Somewhere in the midst of the chaos which spanned mere minutes another thing happened: My mother baptized me.

When I reflect on the shock and panic, fear, and dread that must have been present in those few moments between Mom, Dad, and me, I am stunned that my mother had the presence of mind to act.

What water was nearby? What words did she say? Was my brother Tim there? The details are lost to me now.

Knowing that her mind flew to that act in those scant minutes tells me so much about her faith. That while she cared for my mortal body, she also cared deeply enough about my immortal soul that she took that power into her own hands. Baptizing me was a given.

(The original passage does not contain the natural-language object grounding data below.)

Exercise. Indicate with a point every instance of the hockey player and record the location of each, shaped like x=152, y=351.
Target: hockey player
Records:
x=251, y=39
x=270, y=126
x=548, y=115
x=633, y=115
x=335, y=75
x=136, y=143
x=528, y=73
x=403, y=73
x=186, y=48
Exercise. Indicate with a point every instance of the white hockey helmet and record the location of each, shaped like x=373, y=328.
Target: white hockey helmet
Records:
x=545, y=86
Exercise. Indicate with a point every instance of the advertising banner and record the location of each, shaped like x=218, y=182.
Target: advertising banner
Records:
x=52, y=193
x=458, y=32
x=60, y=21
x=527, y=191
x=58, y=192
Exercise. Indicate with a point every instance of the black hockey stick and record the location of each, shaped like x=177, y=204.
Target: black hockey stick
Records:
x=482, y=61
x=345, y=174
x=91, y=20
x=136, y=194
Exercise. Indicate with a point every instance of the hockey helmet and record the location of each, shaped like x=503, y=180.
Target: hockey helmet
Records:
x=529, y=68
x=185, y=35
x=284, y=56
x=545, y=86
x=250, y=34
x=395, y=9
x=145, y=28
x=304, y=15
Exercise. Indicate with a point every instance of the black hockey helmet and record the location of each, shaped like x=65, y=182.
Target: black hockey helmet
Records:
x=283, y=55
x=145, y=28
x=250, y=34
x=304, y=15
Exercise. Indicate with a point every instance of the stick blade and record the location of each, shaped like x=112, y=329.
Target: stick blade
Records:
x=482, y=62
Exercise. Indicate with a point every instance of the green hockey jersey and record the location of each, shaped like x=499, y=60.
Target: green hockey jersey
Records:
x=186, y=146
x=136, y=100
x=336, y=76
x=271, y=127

While I occasionally heard this story growing up, I also have a written record of it. My baptismal certificate states I was baptized on 7 Oct. 1961, "In periculo mortis."1 It's a Latin phrase meaning" in danger of death." It wasn't until I read and understood the words as an adult that I realized how close I came to dying that day.




My baptismal record, extracted from the original record at St. Charles Borremeo, Parma, Ohio, in 1967.


In later years, as Mom would tell this story, she would chuckle about going to the priest shortly afterward to make sure that her baptism of me, in her words, "stuck." It was her way of making light of that dangerous day. The priest assured her it had.

On 12 November 1961 my maternal uncle Thomas Kozlina and my paternal aunt Margaret Gilbride were named my godparents in a ceremony at St. Charles Borremeo in Parma, Ohio. I wore a beautiful little white gown and cap. My brother, grandparents, aunts and uncles were there, I'm sure. And the family likely celebrated afterward, as always, gathering for food and drink at a nearby home.

But my only baptism—the one that counted—happened in the bedroom of a little house in Parma, a gift of love from my mother.

Until next time...




NOTES


1 Nancy Gilbride baptism certificate (1961); issued 1967, St. Charles Borremeo Church, Parma, Ohio; privately held by N Gilbride Casey, [address for private use,], Tioga, Texas, 2026.